Джордж всегда был туповат, но он редко выглядел таким законченным придурком, как сейчас, когда напряженно обдумывал ответ на вопрос.
— Она, по всему, громадная, сэр, — наконец промолвил он. — И там вовсе не крысы, сэр, а… одна-единственная чертовски крупная крысища, прошу прощения у дам.
— Глупости, — сказал я. — Выйдите вон, все вы. Я оденусь и через минуту спущусь вниз. Я найду и убью эту вашу «единственную чертовски крупную крысищу», а потом, возможно, все вы будете настолько любезны, что позволите больному человеку хорошенько выспаться.
Я решил выйти на черную лестницу в самом низу, с кухни, чтобы она не могла оказаться подо мной.
Я-то знал наверное, кто производит скребущие звуки. На самом деле я неоднократно задавался вопросом, почему я ни разу не видел зеленокожую клыкастую женщину за восемь месяцев нашего проживания в новом доме. Ведь Второй Уилки без особого труда перебрался следом за мной с Мелкомб-плейс.
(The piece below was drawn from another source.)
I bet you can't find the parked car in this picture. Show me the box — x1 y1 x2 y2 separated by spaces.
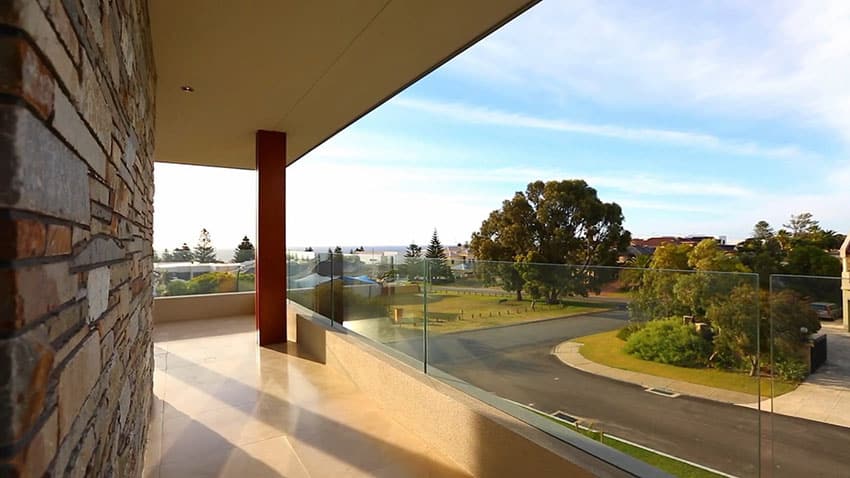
809 302 842 320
Но почему ее стали слышать другие?
В течение всех лет, когда зеленокожая женщина обреталась на темных задних лестницах в прежних моих домах, никто, кроме меня, ее не видел и не слышал. В этом я нисколько не сомневался.
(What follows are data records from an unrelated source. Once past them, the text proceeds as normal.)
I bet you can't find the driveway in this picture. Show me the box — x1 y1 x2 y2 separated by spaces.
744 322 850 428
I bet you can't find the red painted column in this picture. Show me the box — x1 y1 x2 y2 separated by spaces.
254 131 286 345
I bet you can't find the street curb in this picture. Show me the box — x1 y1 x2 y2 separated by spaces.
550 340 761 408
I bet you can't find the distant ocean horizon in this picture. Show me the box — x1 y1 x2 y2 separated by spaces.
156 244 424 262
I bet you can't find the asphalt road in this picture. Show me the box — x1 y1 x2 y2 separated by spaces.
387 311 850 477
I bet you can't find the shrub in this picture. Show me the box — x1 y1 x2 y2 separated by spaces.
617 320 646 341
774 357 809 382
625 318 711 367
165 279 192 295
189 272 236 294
Может, боги Черной Земли постепенно превращают ее в более материальную сущность, в какую превратили Второго Уилки?
Я прогнал прочь эту тревожную мысль и взял свечу со стола. Я запретил домочадцам входить следом за мной в кухню и велел держаться подальше от дверей на заднюю лестницу на всех этажах.
Зеленокожая клыкастая женщина однажды уже оставила кровавые отметины на моем горле — задолго до того, как в мою жизнь вошли Друд, скарабей и боги Черной Земли. Я не сомневался, что сейчас она попытается убить меня, коли я подпущу ее близко и потеряю бдительность. Я не собирался делать ни первого, ни второго.
Приотворив дверь на служебную лестницу, я вынул из кармана сюртука тяжелый револьвер сыщика Хэчери.
Закрыв за собой дверь, я оказался в почти кромешной темноте. Окон в задней стене дома не имелось, а немногочисленные свечи в настенных подсвечниках не горели. Лестница была необычайно (и пугающе) узкой и крутой — первый пролет поднимался сразу до третьего этажа, где находилась короткая площадка, а второй тянулся в обратном направлении до самого чердака, расположенного еще двумя этажами выше.
Прежде чем двинуться вверх по ступенькам, я несколько мгновений прислушивался. Ни звука. Держа свечу в левой руке, а револьвер — в правой, я стал тихо подниматься по лестнице столь узкой, что мои локти задевали за стены.
На полпути между первым и вторым этажами я остановился, чтобы зажечь первую настенную свечу.
Подсвечник оказался пустым, хотя дочь нашей горничной среди всего прочего была обязана регулярно менять в нем свечи. Подавшись вперед, я разглядел на прочно прикрепленном к стене старом подсвечнике царапины и вмятины, словно кто-то вытащил из него огарок когтями. Или зубами.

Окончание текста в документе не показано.